レンタルサーバ Xrea で SSH によるコマンドでサーバを操作する方法

レンタルサーバはサーバを自由に操作できない代わりに管理画面で操作を行えることが多いが、Xrea は管理画面の他にコマンド操作できる SSH 接続も用意されていて慣れると便利なので SSH の接続方法について紹介する。

レンタルサーバ Xrea で SSH によるコマンドでサーバを操作する方法




1.SSH とは


SSH とは Secure Shell の略で、ネットワーク通信でサーバや機器をコマンドで遠隔操作することである。
コマンドを実行する手元の端末とネットワークを介して存在するサーバ等の間は暗号化されており、第三者が通信で流れる情報の盗聴や改ざんができないのが特徴である。
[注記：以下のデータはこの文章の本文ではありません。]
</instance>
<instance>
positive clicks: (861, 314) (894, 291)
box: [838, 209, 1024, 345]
現在ではサーバの運用保守で日常的に使われており、遠く離れたデータセンターで稼働しているサーバに対して事務所や自宅から作業できる利点がある。
サーバ内のあらゆる操作が可能になるため OS の設定や OS 上で稼働するシステム構築など幅広く活用できる反面、サーバを停止させたり最悪の場合、OS のデータを消して再起できなくすることができるため操作には注意が必要である。

2.Xrea で SSH 接続する方法


Xrea で SSH 接続するためにはテラタームなど SSH 通信が可能なソフトウェアを利用するとともに、インターネット上で常に SSH できる状態は悪意あるユーザの攻撃対象となるため SSH 接続を許可する IP アドレスの設定が必要になる。
SSH 接続するまでの流れは次の 3 点である。

2-1.Xrea の管理画面にアクセスする


Xrea に SSH 接続するために接続元の IP を設定する必要があり、まずは Xrea の管理画面にログインする。
ログイン後は下図のように左メニューの「サイト設定 -> ツール/セキュリティー」の項目を選択する。

サイト設定 -> ツール/セキュリティーを選択


2-2.SSH 接続 IP 許可を与える


次に「ツール/セキュリティー」の画面では .htaccess などサーバに関する設定がいくつかある中でボタン「SSH 接続 IP 許可」をクリックする。
ボタンをクリックする前は SSH 接続できない状態だが、ボタンを押すことで管理画面にログインしている環境の IP アドレスで SSH 接続できるようになる。

SSH 接続 IP 許可をクリック


ボタン「SSH 接続 IP 許可」をクリックすると数分程度でテラタームなど SSH 接続できるソフトで操作可能になる。
また、このボタンを押した時と後述する SSH 接続時は同じインターネット回線である必要があり、携帯通信網を利用したスマホで IP 許可し、実際の SSH 接続は会社の LAN から行うと設定した IP が違うために SSH 接続できないので注意が必要が必要である。

2-3.テラタームで SSH 接続する


接続元の IP の許可設定が終われば Xrea の管理画面を閉じ、実際に SSH 接続を行う。
今回は無料で利用できるテラタームを利用する。

テラタームで SSH 接続


SSH 接続するための情報は次の通りである。
・ホスト:{利用しているサーバ番号}.xrea.com
・ユーザ:管理画面にログインするユーザ名
・パスワード:管理画面にログインするパスワード

3.SSH 接続の IP 許可を自動化する


以上が Xrea に SSH 接続する流れとなるが、SSH 接続のために許可した IP は 30 日経過すると無効になる。
そのため、30 日ごとに管理画面にログインして IP 許可の手順を行う必要があるが、この IP 許可を自動化する方法がある。

Xrea にはサーバ操作を管理画面と SSH 接続によるコマンド操作の他、メールアドレスの作成や Wordpress のインストールなど管理画面でできるものと同じ API も用意されている。
この API に SSH 接続 IP 許可もあるため、サーバの cron など定期処理で 30 日ごとに Xrea の API にリクエストを行うことで手間なく SSH 接続することができる。

尚、Xrea の API にリクエストする際にはアカウント名の他、パスワードではなく api_secret_key と呼ばれる専用のキーが利用されるため、予め api_secret_key を管理画面で取得しておく。